Si le plan de match en architecture et en aménagement du territoire déposé lundi par le gouvernement Legault avait été présenté il y a 10 ans, on l’aurait qualifié d’audacieux.

Aujourd’hui, il est à peine suffisant.

Le Québec fait face à deux crises majeures, deux crises parfaitement résumées dans une photo publiée lundi dans La Presse : celle de deux hommes masqués à cause de la fumée qui transportaient une boîte de carton dans un escalier. La crise climatique et la crise du logement réunies en une seule et même image.

PHOTO JOSIE DESMARAIS, ARCHIVES LA PRESSE

Deux hommes masqués en raison de la mauvaise qualité de l'air transportent une boîte de carton dans un escalier.

Face à l’urgence de la situation, on s’attend à une réponse forte des pouvoirs publics.

Le gouvernement caquiste n’a pas été capable de répondre adéquatement à la crise du logement, mais il a le mérite d’avoir dépoussiéré une politique d’aménagement du territoire vieille de 43 ans. Sa vision pose les bons diagnostics. Résumés grossièrement, les défis sont les suivants : freiner l’étalement urbain, protéger la biodiversité, densifier, construire des logements qui correspondent aux besoins démographiques (moins de grosses maisons énergivores, plus de condos et de logements), favoriser le développement des transports collectifs. Et faire en sorte que tout cela soit beau.

Près d’un demi-siècle sans aucune vision de l’aménagement du territoire et de l’architecture, ça laisse des traces. La ministre des Affaires municipales, Andrée Laforest, et le ministre de la Culture, Mathieu Lacombe, parents du nouveau plan de mise en œuvre, semblent en être conscients. Le problème, c’est qu’on ne leur donne pas les moyens de leurs ambitions.

Les infrastructures des villes sont en piteux état, plusieurs municipalités manquent d’eau, nos villes sont encore trop dépendantes de l’auto et on sacrifie trop souvent la nature en faveur du développement.

Or, avec une enveloppe de 360 millions de dollars sur quatre ans, on se demande comment ils pourront donner le coup de barre qui s’impose.

Leur plan comporte plusieurs mesures intéressantes, à commencer par la mise sur pied, d’ici l’hiver 2024, d’un système de monitorage – accompagné d’indicateurs et de cibles – qui permettra de suivre les plans d’aménagement à la grandeur du Québec. Voilà un outil pertinent pour prendre des décisions éclairées.

Parmi les autres bonnes initiatives : la création d’une table de concertation en sécurité routière, des ajustements au régime fiscal (une consultation sera lancée dès l’automne prochain), un nouveau cadre en architecture, une meilleure conservation des milieux naturels et la mise sur pied de comités d’échange avec les Premières Nations.

La plus garde part de l’enveloppe de 360 millions (239 millions de dollars) ira aux MRC et aux municipalités pour mettre à jour leur plan climat. Les villes réclamaient 2 milliards, on imagine que d’autres sommes seront consenties lorsqu’on négociera un nouveau pacte fiscal.

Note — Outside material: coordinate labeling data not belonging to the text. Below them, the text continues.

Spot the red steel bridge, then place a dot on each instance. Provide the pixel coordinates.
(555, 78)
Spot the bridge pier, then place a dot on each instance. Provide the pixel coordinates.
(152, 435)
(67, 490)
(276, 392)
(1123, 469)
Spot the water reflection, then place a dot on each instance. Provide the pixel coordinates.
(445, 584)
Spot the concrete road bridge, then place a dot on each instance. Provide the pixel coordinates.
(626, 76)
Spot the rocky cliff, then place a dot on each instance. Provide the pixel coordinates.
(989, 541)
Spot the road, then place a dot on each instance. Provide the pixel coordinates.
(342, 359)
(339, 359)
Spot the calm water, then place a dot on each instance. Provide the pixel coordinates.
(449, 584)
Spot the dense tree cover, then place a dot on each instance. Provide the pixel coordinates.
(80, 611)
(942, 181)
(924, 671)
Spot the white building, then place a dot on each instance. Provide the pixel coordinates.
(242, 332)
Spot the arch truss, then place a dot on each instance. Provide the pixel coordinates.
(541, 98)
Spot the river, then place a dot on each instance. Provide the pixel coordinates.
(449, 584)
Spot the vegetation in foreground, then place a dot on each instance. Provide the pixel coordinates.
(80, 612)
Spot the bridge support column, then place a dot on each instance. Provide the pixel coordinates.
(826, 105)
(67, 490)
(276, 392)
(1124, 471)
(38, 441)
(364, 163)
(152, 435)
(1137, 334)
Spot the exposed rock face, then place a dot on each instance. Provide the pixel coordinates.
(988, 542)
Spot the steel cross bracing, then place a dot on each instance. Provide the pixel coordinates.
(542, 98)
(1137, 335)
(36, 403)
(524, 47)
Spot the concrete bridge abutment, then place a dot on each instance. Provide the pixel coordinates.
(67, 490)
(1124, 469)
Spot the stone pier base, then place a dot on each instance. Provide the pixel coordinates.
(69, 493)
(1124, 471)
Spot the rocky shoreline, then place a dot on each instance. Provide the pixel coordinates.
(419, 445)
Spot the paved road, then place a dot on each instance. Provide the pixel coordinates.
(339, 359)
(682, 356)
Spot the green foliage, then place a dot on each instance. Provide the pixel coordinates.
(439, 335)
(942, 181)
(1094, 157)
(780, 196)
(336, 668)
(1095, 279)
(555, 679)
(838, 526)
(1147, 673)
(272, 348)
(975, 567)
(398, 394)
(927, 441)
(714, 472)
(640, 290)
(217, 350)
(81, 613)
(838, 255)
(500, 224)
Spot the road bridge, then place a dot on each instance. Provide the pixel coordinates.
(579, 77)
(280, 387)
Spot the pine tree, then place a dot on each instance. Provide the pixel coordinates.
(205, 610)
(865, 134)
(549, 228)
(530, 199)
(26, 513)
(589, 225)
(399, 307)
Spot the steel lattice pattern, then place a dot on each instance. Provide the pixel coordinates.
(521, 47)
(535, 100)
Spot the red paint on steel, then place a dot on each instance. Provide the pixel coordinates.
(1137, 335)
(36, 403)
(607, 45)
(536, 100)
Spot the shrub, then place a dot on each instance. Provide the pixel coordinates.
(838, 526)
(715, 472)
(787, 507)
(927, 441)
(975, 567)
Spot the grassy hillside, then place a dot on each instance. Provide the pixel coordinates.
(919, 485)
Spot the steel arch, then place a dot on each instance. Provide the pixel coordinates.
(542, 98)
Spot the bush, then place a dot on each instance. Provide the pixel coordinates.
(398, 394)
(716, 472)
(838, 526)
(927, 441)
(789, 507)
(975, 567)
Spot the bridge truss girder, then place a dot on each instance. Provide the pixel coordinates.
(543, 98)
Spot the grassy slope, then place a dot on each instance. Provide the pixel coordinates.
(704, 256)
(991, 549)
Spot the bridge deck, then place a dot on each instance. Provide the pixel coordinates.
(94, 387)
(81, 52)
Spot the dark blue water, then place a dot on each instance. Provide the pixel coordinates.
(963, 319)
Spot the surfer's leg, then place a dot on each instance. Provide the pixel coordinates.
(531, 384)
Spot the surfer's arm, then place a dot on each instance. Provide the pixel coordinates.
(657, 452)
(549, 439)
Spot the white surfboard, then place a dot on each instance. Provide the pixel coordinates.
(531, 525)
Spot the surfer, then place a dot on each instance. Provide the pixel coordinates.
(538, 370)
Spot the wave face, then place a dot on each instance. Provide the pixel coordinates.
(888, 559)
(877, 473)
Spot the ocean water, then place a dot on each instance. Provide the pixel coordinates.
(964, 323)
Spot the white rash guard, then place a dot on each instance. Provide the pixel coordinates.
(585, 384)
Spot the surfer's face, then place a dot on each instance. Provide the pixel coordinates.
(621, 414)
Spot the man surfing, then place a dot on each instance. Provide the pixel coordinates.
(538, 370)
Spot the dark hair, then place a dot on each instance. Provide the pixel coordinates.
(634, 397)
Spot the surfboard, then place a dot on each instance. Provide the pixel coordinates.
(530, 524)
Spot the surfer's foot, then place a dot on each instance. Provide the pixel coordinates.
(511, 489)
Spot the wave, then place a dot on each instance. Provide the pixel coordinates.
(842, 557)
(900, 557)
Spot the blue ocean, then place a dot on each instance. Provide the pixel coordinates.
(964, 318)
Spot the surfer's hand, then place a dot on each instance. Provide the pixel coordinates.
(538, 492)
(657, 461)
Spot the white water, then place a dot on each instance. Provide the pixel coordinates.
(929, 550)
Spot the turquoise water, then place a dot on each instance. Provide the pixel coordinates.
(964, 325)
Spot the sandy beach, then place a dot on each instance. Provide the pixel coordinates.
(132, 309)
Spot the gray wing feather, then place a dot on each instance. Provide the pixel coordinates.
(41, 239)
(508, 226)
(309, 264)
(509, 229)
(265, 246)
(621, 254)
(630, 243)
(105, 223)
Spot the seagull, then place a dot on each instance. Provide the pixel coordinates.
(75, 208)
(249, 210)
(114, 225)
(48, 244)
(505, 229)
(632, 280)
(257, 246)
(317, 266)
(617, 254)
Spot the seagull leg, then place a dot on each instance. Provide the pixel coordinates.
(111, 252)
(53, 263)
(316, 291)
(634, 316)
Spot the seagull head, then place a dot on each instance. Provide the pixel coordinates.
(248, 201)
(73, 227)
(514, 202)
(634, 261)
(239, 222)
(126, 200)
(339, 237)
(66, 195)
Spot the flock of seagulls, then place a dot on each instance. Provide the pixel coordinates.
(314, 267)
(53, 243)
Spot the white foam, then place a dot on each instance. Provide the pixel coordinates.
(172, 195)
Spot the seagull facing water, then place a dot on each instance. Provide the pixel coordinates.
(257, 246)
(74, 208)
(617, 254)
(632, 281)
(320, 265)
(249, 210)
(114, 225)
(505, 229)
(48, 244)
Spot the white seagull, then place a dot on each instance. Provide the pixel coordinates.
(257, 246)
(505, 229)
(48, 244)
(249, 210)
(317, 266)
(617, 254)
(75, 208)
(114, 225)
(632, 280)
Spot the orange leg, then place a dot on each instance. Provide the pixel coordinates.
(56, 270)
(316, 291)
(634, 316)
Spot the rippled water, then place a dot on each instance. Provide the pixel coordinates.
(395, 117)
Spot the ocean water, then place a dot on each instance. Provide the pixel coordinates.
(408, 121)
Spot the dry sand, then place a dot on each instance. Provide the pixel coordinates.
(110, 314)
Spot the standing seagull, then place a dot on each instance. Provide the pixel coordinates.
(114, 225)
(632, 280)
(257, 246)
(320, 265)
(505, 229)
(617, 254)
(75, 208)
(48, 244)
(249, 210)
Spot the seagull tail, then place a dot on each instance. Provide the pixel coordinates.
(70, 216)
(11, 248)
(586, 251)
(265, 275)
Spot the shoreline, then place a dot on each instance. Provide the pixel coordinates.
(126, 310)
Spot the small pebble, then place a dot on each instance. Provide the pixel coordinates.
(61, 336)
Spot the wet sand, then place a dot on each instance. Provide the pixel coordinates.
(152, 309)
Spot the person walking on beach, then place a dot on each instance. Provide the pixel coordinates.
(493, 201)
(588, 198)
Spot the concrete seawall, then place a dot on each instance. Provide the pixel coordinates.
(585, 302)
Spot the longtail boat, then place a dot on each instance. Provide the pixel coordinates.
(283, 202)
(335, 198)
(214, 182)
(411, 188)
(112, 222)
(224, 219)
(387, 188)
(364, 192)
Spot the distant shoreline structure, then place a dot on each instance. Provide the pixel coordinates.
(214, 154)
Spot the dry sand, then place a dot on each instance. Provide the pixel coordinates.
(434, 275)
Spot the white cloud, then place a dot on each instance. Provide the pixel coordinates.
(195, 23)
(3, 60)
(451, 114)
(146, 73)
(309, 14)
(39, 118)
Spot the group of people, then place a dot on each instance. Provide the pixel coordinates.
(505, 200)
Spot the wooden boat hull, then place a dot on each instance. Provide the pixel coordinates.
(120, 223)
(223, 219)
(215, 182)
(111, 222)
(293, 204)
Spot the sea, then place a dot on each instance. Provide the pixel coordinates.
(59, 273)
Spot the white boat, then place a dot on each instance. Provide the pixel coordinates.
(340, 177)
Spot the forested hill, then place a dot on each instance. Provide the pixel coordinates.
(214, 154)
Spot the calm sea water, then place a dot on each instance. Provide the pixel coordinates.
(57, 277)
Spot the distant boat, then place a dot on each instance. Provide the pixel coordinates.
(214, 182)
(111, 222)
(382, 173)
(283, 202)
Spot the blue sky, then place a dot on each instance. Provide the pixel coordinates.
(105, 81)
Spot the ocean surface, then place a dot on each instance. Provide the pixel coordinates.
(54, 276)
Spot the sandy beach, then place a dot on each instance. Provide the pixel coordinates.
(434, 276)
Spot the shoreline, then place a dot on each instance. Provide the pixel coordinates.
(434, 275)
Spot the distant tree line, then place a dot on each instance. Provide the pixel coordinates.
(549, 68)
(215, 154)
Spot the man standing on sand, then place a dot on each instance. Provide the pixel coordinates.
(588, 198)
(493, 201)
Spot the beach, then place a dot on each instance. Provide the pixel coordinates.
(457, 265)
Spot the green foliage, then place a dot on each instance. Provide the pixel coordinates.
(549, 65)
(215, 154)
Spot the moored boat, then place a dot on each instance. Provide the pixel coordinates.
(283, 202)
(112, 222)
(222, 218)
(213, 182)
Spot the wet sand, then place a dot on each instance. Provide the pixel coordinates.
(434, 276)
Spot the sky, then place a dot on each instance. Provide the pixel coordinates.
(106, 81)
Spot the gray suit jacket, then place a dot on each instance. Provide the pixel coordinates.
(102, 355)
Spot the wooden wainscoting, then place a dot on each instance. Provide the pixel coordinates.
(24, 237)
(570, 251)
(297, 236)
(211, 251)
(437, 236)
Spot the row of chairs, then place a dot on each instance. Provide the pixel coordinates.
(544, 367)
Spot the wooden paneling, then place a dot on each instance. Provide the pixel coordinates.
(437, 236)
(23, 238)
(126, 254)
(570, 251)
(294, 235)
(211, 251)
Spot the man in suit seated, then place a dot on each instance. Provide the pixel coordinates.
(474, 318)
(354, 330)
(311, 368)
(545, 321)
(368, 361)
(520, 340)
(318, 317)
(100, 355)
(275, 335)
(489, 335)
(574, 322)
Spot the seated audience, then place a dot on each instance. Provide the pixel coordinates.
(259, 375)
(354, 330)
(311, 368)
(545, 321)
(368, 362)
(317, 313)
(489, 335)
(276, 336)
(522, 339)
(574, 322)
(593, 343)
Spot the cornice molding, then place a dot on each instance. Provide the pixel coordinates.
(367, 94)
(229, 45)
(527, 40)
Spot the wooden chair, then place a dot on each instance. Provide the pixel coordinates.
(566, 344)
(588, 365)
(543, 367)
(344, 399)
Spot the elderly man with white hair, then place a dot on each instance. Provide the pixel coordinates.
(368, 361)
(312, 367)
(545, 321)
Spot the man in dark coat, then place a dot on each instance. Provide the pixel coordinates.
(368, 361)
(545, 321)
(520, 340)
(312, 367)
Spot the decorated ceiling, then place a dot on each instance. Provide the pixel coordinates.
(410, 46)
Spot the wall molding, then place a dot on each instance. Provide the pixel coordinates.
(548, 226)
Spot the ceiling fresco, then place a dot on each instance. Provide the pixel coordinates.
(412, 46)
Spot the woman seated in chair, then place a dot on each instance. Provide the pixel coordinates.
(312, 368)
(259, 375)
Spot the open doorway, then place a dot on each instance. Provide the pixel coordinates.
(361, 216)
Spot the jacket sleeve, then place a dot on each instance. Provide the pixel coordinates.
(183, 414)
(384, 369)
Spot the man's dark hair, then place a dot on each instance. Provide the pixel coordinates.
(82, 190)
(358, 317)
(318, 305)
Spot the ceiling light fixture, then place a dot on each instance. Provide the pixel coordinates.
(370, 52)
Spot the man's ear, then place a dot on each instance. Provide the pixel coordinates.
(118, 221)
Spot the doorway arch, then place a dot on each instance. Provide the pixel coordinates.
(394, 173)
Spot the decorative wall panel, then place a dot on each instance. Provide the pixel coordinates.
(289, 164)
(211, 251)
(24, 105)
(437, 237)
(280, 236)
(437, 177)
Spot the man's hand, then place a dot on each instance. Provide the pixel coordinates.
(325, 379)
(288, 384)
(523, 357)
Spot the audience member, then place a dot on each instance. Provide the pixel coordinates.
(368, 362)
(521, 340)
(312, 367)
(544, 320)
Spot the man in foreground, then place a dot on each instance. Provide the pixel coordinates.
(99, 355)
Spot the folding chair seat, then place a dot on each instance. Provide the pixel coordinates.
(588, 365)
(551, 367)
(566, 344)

De la même manière, il faut souhaiter que la ministre des Transports, Geneviève Guilbault, accorde aux villes les moyens de développer les transports collectifs. On ne peut pas leur demander d’« aménager des milieux de vie favorisant la mobilité durable » sans argent pour y arriver. Avez-vous déjà essayé de vous déplacer en autobus d’une ville à l’autre sur la Rive-Sud ou dans la couronne nord ? Un vrai chemin de croix.

Si on veut se débarrasser de l’auto solo, il faut que ce gouvernement investisse moins dans les routes et davantage dans les transports publics.

Il y a aussi des zones floues dans ce plan. On dit par exemple vouloir « soutenir le développement économique et accroître la vitalité des territoires » dans le respect de leurs particularités, une formulation qui laisse beaucoup de place à l’interprétation.

La ministre des Affaires municipales a désormais le pouvoir d’interdire tout développement qui déroge à l’esprit de la nouvelle Loi sur l’aménagement et l’urbanisme, adoptée à l’unanimité il y a deux semaines. Espérons qu’elle s’en prévaudra.

Le moment de vérité de ce plan aura véritablement lieu lorsque la ministre Laforest se heurtera aux visées de développement économique du premier ministre et de son ministre de l’Économie. Ou à la réforme annoncée de la Loi sur le territoire agricole.

C’est là qu’on saura si ce gouvernement est vraiment cohérent.